Run nspluginwrapper as user, not as root.


----------



## mistige (Feb 2, 2014)

Thanks!
The lines below worked perfectly for me in PCBSD 9.2 (so they are still valid almost 2 years later).
Before, only *some* Youtube movies would play. For most videos, only some comment like "Install Adobe Flash Player" would be displayed.
I had been searching for days for a solution, and was thinking of including a Linux VM in VirtualBox, just for Youtube. (That would not be ideal).
I think the below lines would be a very valuable inclusion in the Handbook. I think PCBSD would also be helped if it can somehow get this Flash
working easier, by stuff like this.

mistige

>by ahavatar » 12 Mar 2012, 21:52
>www/linux-f10-flashplugin11 is the latest flash - version 11 not version 10. How about deleting flash-related ports and start again?

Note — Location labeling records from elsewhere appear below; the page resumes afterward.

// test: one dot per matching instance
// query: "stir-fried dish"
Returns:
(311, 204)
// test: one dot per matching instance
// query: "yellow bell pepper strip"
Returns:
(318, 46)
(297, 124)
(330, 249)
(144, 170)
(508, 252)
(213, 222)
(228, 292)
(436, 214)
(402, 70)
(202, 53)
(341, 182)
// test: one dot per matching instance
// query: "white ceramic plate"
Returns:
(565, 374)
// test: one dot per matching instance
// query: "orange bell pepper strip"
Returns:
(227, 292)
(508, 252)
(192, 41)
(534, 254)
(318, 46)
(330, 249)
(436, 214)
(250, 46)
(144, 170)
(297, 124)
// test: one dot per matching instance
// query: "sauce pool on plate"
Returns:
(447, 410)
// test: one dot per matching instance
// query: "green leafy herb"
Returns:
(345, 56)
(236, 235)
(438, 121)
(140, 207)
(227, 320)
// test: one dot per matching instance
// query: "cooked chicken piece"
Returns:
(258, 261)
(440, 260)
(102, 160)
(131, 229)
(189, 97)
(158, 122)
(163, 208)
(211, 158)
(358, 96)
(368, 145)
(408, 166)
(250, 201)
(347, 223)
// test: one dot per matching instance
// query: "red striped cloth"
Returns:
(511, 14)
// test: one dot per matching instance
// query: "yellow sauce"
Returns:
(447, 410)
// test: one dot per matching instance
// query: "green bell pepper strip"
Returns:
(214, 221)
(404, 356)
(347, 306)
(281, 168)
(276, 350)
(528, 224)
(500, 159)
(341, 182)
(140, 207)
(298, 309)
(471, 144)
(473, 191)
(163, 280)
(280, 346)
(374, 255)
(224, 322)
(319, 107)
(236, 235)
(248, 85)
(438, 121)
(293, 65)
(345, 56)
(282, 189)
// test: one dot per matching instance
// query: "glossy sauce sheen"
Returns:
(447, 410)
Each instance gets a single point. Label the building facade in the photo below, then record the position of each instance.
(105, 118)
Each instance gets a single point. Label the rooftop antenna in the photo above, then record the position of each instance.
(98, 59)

The following is >the step I copied from this forum, and it still works well for me.
>Code: Select all
># ...mig:
># portsnap fetch update ## OR portsnap fetch extract if you use portsnap for the first time.
># echo 'linux_enable="YES"' >> /etc/rc.conf
># mkdir -p /usr/compat/linux/proc
># echo 'linproc /usr/compat/linux/proc linprocfs rw 0 0' >> /etc/fstab
># mount /usr/compat/linux/proc
># cd /usr/ports/emulators/linux_base-f10 && make install clean
># /etc/rc.d/abi start
># /etc/rc.d/sysctl start
># cd /usr/ports/www/linux-f10-flashplugin11 && make install clean
># cd /usr/ports/www/nspluginwrapper && make install clean
># exit
>$ nspluginwrapper -v -a -i
>$ su
># reboot ## it should work without reboot but sometimes it's better to reboot
>ahavatar


----------